The state-of-the art of designing daylit buildings in practice varies widely in different countries. The European tradition, as embodied in typical design practice and building codes, places more emphasis on floor plans that are conducive to daylight utilisation in climates and latitudes where this resource is limited in availability. North America and Australian climates, with an abundance of daylight and sunlight in most regions, have also to contend with the problem of cooling loads and therefore have not in the past relied as much on utilising daylight. Now with a renewed interest in reducing energy use and the improvement of working conditions, the use of innovative daylighting strategies is becoming a positive element in building design.

The advanced daylighting systems studied in the Task are intended to address the following challenges posed by traditional daylighting strategies:

• In predominantly overcast climates or in built-up urban areas, there is insufficient daylight flux to provide adequate interior daylighting.
• In some climates and orientations, poor control of glare from direct sunlight limits daylight applications.
• In hot and sunny climates, daylighting designs must manage sunlight to control cooling loads.
• There is widespread interest in extending the floor area that can be effectively daylighted at a distance from windows and skylights.
• Given the ever-changing nature of tasks in buildings and the dynamic nature of daylight, design solutions that provide some degree of operational control are desirable.
• Even when the technology exists, it is often difficult to characterise performance in a manner that allows designers to reliably predict long-term performance.

PRACTICAL USE OF RESULTS

Although it was feasible to extend limited test room data to annual performance data this was not always possible. As the testing was carried out in different facilities in different countries, it was difficult to make comparisons between the data.

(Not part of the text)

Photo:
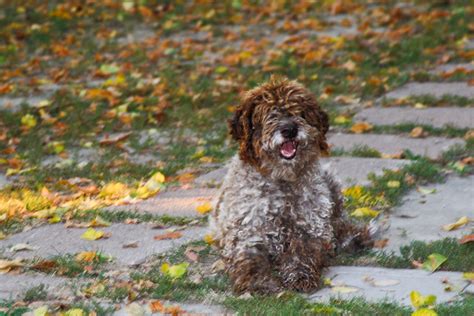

In order to best utilise the results of the Task, the designer must carefully evaluate the performance data presented in relation to the performance needs of the specific project that is being considered. The “best” system for a particular project may turn out not to be useful for another project because of differing performance requirements.

FUTURE WORK

Although the work documented demonstrates that improved optical systems can provide better daylighting performance, greater occupant acceptance, and increased energy savings potential as compared with conventional systems, the rapid and continuing advances in materials science and production technologies promise additional performance improvements as well as reduced costs and maintenance. Beyond advances in optical components, however, critical elements of daylighting design still need to be addressed. These include the successful integration of advanced daylighting systems with daylight-responsive lighting controls, the consideration of occupant response to advanced daylighting strategies. Two key focuses for future research are the development of a comprehensive understanding of occupant needs and preferences in daylighted spaces, and the creation of models that describe the relationships among daylighting design parameters, occupant satisfaction, and control systems.

Past electric lighting energy savings mainly resulted from advances in the efficiency of lamps; future savings will be the result of using advanced daylighting systems and controls. Window and lighting system designs need to be integrated to maximise daylight while minimising cooling loads so that daylighting strategies can produce consistent energy savings. Cost-effective integrated design solutions are needed that have thermal impacts equal to or lower than those found in the best available conventional building designs. There is also the need for standards and guidelines to apply to these systems.

The work of SHC Task 21 is offered as a first step toward harmonising the needs of people with the advantages that technology can provide, and integrating the hardware and software elements of daylighting systems throughout the major phases of building life cycles.